CS 377P: Programming for Performance

Assignment 6: OpenMP programming

Due date: May 1st, 2018, 11:59 PM

You can work independently or in groups of two.
Late submission policy: Submission can be at the most 1 day late with 10% penalty.
See the bottom for additional notes for this assignment.

In this assignment, you will use OpenMP pragmas and functions to parallelize Bellman-Ford algorithm for single-source shortest-path computation, and study the effect of loop schedule on load balance. You may use classes from the C++ STL and boost libraries if you wish. Read the entire assignment before starting work since you will be incrementally changing your code in each section of the assignment, and it will be useful to see the overall structure of what you are being asked to do. Before you start, note the following:

You can use your code in assignment 5 for this assignment.
Input graphs and source nodes for the input graphs are the same as in assignment 5. Please refer to post @105 on Piazza for accessing the input graphs without copying them.
For graph format and how to handle the node numbering differences in between DIMACS and CSR, see the specification of assignment 5.
You should verify the correctness of your codes as in assignment 5.

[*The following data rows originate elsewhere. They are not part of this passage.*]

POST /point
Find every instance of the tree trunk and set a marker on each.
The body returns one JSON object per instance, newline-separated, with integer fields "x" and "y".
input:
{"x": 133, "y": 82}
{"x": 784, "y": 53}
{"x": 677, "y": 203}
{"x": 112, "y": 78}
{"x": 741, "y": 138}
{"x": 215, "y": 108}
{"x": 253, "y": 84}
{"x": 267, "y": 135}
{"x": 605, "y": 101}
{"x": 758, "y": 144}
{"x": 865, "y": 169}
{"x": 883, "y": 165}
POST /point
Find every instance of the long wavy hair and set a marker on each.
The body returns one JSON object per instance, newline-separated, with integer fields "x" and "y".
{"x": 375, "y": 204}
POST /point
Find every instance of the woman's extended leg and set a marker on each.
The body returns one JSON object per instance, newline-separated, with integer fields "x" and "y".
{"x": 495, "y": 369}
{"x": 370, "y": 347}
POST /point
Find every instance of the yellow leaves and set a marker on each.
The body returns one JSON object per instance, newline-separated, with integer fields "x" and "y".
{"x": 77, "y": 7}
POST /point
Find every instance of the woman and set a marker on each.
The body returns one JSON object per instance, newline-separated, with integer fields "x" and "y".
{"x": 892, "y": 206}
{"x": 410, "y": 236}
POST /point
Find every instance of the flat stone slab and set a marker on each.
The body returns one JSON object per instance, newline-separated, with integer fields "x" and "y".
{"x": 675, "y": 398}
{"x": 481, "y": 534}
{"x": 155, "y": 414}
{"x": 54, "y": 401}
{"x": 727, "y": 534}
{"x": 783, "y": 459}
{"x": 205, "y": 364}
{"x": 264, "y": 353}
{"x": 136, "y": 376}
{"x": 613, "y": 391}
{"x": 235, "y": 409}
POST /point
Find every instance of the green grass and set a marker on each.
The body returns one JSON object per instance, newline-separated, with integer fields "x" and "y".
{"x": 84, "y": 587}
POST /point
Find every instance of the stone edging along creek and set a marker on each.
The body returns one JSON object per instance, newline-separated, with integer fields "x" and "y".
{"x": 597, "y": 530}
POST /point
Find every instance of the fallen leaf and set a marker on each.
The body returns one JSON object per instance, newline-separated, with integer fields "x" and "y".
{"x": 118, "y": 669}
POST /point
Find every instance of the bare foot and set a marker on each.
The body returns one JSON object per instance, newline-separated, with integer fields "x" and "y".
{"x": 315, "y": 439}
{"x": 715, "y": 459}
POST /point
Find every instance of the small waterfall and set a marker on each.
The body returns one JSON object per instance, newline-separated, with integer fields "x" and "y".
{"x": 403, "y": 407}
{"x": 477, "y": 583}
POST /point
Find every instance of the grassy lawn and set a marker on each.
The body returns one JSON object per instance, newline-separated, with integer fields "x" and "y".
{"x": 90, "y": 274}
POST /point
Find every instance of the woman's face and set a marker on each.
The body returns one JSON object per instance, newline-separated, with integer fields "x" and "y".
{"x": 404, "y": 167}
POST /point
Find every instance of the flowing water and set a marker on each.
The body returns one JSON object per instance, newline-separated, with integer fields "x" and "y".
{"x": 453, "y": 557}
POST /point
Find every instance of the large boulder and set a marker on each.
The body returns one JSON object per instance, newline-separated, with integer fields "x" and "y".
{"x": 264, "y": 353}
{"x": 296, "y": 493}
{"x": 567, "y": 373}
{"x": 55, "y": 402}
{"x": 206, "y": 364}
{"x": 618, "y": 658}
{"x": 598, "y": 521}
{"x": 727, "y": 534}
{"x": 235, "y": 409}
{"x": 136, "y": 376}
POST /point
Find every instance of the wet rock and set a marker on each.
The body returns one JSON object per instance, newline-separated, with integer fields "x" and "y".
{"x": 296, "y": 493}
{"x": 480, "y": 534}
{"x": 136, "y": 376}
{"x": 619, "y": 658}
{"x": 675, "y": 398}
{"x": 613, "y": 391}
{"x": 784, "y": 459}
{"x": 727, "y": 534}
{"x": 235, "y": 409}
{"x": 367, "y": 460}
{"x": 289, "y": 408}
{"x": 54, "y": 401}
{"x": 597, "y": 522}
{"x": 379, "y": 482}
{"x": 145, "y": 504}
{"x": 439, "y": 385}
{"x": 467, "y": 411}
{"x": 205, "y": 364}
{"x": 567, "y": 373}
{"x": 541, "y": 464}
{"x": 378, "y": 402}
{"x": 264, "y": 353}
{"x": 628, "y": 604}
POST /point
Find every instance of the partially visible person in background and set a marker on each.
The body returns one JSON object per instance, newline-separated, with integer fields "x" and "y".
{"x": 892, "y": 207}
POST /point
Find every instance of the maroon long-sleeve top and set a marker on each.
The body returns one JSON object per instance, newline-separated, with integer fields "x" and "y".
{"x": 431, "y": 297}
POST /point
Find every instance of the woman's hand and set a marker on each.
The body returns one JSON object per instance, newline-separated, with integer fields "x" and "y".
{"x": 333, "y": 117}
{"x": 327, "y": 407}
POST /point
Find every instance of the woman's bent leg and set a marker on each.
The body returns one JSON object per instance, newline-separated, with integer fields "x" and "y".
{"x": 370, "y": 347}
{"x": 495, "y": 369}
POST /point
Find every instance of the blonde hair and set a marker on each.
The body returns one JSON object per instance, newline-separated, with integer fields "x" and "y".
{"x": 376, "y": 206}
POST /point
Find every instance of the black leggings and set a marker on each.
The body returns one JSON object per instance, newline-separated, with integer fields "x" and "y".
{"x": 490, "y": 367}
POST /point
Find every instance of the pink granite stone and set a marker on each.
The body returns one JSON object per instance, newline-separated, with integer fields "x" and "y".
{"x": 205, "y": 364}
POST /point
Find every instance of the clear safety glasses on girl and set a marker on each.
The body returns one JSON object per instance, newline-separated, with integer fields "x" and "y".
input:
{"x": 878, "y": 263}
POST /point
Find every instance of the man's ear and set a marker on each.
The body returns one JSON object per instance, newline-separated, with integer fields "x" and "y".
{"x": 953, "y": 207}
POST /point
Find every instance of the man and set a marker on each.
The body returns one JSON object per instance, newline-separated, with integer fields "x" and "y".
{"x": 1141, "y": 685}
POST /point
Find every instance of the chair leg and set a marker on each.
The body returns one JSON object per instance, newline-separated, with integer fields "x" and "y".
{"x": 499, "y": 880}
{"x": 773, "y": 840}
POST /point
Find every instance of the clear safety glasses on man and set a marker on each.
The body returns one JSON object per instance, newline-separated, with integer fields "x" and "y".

Parallelize Bellman-Ford Algorithm with OpenMP:

(a) (20 points) Make one copy of your serial implementation of Bellman-Ford algorithm from assignment 5. Modify the copy so that std::atomic<int> is used to represent a node's distance, and a CAS operation is used when updating a node's distance. This is your starting point to parallelize Bellman-Ford algorithm with OpenMP, and it does not contain any pthread constructs or arrays to avoid false-sharing. Your code will look similar to the following: converged = false; start_time = ... /* Bellman-Ford computation over nodes */ while(!converged) { for each node n in g { for each edge e from n {     /* update distance(e.dst) using CAS */       }     } } end_time = ... exec_time = end_time - start_time;
(b) (20 points) Parallelize the code you derived in (a) with OpenMP. Distribute nodes among threads in a round-robin fashion with chunk size of 1, i.e. with clause schedule(static,1) associated with the loop iterating over all nodes. Measure the runtime of only Bellman-Ford computation, i.e. without graph construction, thread creation/join, initialization and printing results. To achieve this, your code should look like the following:

#pragma omp parallel [other clauses] {      start_time = ...      /* your Bellman-Ford code from part (a)*/      end_time = ...      exec_time = end_time - start_time; }

(c) (10 points) Change the schedule clause in (b) to the following parameters: (static,8), (static,32), (static,128), (static,512), (dynamic,1), (dynamic,8), (dynamic,32), (dynamic,128), and (dynamic,512). Do you see any difference in runtimes? Why is that?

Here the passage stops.